Let $x \in X$, and suppose that $\mathscr{B_x}=\{B_n:n\in\Bbb N\}$ is a countable local base of open sets at the point $x$.
For each $n\in\Bbb N$, let $F_n = X \setminus B_n$. $B_n$ is open, so by definition $F_n$ is finite. Let $F = \{x\} \cup \bigcup_{n \in \Bbb N}F_n$; $F$ is the union of countably many finite sets, so $F$ is countable. $X$ is uncountable, so there is some $b\in X\setminus F$ (and $b \neq x$).
Note that if $X$ is not a cofinite topology, then $F$ is not necessarily countable, then $b$ does not necessarily exist.

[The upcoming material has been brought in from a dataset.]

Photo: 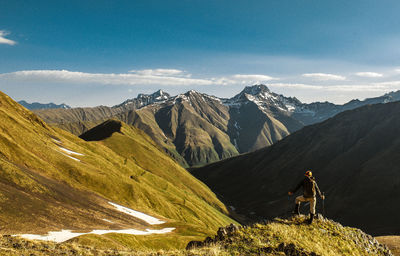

Let $O = X \setminus \{b\}$. $\{b\}$ is finite, so by definition $O$ is an open set, and it contains $x$ (because of how $b$ defined). For every $n \in \Bbb N$, we know that $b \notin F_n$, so $b \in B_n$, but $b \notin O$, so $b \in B_n \setminus O$, and therefore $B_n \notin O$.
In summary, there is an open set $O$ containing $x$ but not containing $B_n$. This is a contradiction.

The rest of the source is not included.